Billy Parks might be a footballer, but he is first and foremost an archetypal ‘nearly man’, pained by regret and pining for redemption. He was a highly talented winger in a golden generation, who, through a combination of tragedy, womanising and alcoholism, wasted his opportunities for true greatness. Parks spurned offers from Matt Busby’s Manchester United and Brian Clough’s Derby, and sat helpless on the bench as England failed to qualify for the 1970 World Cup. By the novel’s opening, he’s in his sixties and reduced to sharing stories at a Sportsman’s Lunch for £60, some drinks and, most importantly of all, an afternoon of adoration. Alternating between this often tragic present and his more auspicious past, Billy Parksis (to borrow the most tired of football clichés) a tale of two halves: fame and fortune, fading into reflection and remorse. As with Peace’s portrait of Brian Clough, Roberts’ novel is a moving human drama played out on the sporting stage.

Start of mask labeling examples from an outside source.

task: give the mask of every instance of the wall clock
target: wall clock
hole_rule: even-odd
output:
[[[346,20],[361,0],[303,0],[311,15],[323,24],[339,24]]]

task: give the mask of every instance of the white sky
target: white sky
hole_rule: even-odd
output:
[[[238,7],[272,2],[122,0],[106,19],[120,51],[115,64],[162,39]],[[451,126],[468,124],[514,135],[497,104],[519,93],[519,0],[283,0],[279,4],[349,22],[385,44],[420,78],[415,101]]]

For all his failings and misdemeanours, Billy Parks remains an endearing narrative voice. His aim is true, his personal battles are tough and vivid, and he favours self-knowledge over self-pity. He rues ‘the growing carbuncle that was my ego, drunk on alcohol and adulation’, but makes no excuses for himself. Even in the midst of his most depraved spells, there are small expressions of weakness; ‘just occasionally a black sadness before or during a game, as I grappled with the reality that failure would mean an endless abyss of nothing’. Later on, at death’s door, it’s Parks’ genuine desire to make amends with his daughter and grandson that keeps him sober and alive.

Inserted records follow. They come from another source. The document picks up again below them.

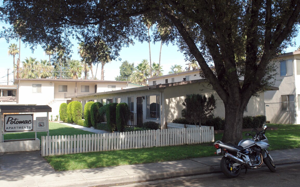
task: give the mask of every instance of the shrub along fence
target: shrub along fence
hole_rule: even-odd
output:
[[[42,137],[42,156],[192,144],[214,141],[213,127]]]

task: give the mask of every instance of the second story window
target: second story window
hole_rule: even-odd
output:
[[[89,92],[89,86],[81,86],[82,92]]]
[[[68,91],[68,87],[67,85],[59,85],[58,91],[59,92]]]
[[[291,59],[280,61],[280,76],[293,75],[293,61]]]
[[[116,90],[116,86],[115,85],[108,85],[108,91],[115,91]]]
[[[32,92],[34,93],[40,93],[42,92],[42,85],[32,84]]]

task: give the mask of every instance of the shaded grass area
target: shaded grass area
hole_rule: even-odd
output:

But to focus on the sadness in Billy Parks is to ignore the sense of joy and excitement. The novel is a thorough, loving tribute to a bygone era and most importantly, to the delights of youth. Roberts brilliantly captures the pure ecstasy of that first game (‘There were goals and movement and swear words and arguments and kicks and shoves and I loved it all’) and that first goal (‘I felt my body and mind surge with the glorious fresh air of life’). The inclusion of match stats throughout – date, venue, team line-ups, goalscorers, attendance – is the inspired touch of a writer in his element. The macho invincibility of footballing fame is also well-captured; ‘we drank and revelled in being young and carefree and oh-so-very-very male.’ Parks and his teammates are ‘knights of the round table, the untouchable dynamite dealers of Saturday afternoon’.

And then there’s Roberts’ wildcard, which turns out to be a winner, if perhaps not a trump card. Without saying too much, there’s a mysterious ‘Service’, a very eminent ‘Council of Football Immortals’ and the chance to rewrite history. Just when Billy Parks is cruising along towards traditional ‘memoir’ territory, it takes a left turn into Back To The Future. But worry not, sci-fi sceptics; it’s no giant leap and it’s all in the name of feel-good, football fun. Out of its oddly disparate elements – football, family, love, addiction, regret, nostalgia, comedy, tragedy, fantasy – Billy Parks emerges as both a heart-warming human tale and an engaging sporting narrative. Perhaps Roberts should consider adding manager to barrister and novelist.